When everything is going as planned we can and do run on schedule during these busy times. However, especially with our single track that all trains in both directions must travel on, it doesn’t take much to spoil things.
If one train has a mechanical issue, extended stop for police action, or a switching or crossing gate problem, that train will be late to the next “meet” with the opposite bound train, making it also late. Despite our best efforts, this domino effect rolls through the entire system before long. It is then very difficult to get all trains back on schedule until the peak commuting time is over and we drop back to five trains out in the system instead of nine.
Like I said, despite our best efforts to run on time, with our present system, it doesn’t take much to make us late. Some of these delays are caused by the very passengers that are unforgiving when we are behind schedule. Passengers slow to board or exit the train slows our tight schedule. Even more so when someone forces a door to remain open, causing it to jam. Suddenly a few second of delay becomes five minutes or more as we locate the jammed door and fix it.
Another delay is caused when passengers run in front of the train as it enters or exits the station. If we throw the emergency stop, all of the system air is “dumped” into stopping the train. It then takes time to rebuild the air in the system before we can proceed.
Even though our passengers sometimes don’t recognized it, weather-related problems such as winter storms causing delays, generally impacts our adjoining freeway more than our railroad. This past winter after an impressive storm slowed our progress as it affected such things as our signal systems, switches, and grade crossing, the train I was conducting on pulled into the station about thirty minutes late.

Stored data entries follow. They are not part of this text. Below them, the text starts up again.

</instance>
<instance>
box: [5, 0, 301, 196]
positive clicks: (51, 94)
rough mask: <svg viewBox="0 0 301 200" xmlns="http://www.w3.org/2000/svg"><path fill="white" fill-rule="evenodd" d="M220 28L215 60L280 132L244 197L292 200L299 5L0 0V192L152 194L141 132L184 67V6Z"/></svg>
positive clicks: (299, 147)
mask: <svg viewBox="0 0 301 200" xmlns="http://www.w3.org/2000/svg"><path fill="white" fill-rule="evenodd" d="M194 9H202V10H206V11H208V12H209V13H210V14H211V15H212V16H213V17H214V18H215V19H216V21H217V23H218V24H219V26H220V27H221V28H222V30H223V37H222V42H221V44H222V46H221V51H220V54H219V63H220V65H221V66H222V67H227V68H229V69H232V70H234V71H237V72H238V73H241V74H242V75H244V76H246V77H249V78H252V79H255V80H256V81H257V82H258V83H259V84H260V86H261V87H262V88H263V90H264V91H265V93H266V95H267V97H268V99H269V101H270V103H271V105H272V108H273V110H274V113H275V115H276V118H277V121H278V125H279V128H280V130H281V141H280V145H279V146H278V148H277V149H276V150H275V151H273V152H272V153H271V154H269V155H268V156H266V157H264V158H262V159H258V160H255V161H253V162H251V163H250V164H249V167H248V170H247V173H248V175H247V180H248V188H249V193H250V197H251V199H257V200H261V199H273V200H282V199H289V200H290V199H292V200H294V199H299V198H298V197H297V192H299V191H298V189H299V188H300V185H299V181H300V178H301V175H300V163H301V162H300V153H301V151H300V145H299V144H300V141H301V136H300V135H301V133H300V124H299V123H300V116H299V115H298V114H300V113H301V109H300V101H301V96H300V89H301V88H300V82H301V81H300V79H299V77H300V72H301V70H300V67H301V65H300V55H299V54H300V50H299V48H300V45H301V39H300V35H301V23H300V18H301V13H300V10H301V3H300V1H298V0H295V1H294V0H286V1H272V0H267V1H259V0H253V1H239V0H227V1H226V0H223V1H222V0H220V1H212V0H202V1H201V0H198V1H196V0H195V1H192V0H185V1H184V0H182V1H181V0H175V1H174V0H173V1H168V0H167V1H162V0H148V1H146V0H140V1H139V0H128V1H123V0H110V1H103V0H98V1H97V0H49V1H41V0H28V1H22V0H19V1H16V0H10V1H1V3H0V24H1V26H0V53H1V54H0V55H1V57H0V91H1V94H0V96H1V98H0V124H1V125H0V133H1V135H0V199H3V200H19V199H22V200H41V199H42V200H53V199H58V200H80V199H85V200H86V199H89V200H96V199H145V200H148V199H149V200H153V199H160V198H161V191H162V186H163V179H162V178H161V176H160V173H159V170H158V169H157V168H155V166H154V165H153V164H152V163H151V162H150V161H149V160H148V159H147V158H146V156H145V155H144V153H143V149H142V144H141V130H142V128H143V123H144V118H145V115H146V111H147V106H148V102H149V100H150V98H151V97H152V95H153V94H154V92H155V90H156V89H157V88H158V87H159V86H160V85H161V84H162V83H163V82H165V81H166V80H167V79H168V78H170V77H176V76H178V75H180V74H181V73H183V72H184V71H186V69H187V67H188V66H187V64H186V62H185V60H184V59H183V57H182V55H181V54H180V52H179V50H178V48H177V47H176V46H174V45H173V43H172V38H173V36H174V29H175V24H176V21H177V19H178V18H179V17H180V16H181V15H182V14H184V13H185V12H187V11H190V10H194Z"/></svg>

I listened patiently while receiving a tongue lashing from some of the waiting passengers. When they finished, I apologized for our delay explaining that in the current weather conditions, we were doing the best that we could. When they seemed unsatisfied, I pointed out the fact that if they were trying to get to work on the freeway just then, they would be sitting in that traffic jam for at least two hours, perhaps more. Knowing I was correct, they conceded that we as a railroad were at least doing better than the interstate road system was at that moment.
Another woman, unsatisfied with our best efforts through the stormy weather, indignantly declared, “UTA just needs to get their act together! I came from Boston, and their trains always run on time!”
This woman’s statement left me a little defensive as I pondered if her accusation was fair. Was stacking Salt Lake City’s commuter rail service to Boston’s a reasonable “apples to apples” comparison? Everyone knows that the population density is vastly different. I wondered if Boston’s commuter rail ran on double track or on single track like we have? How many years has Boston had to refine their commuter rail? I googled it. They boast of having the oldest such system in the United States. Then I read a recent news clip that Bostonians were up in arms because they were talking about dropping their weekend service to save money. The article also made the comparison that, “Even Salt Lake City’s UTA, in a much smaller market, provides Saturday service.”
Then another statistic caught my eye. The previous month’s massDOT’s reliability rating for commuter rail was 86%. During this same period of time FrontRunner’s reliability was in the low 90% range.
Though we continue to have glitches as we strive for perfection on our own reliability, the lady’s “Boston comment” stings less now. I guess no matter who we are, where we came from, or where we are headed, as the old proverb says, “The grass is always greener on the other side of the fence.”
That said, I want my passengers to know that we go to great lengths to make their train ride a great experience. There is a lot more going into that commitment than meets the eye.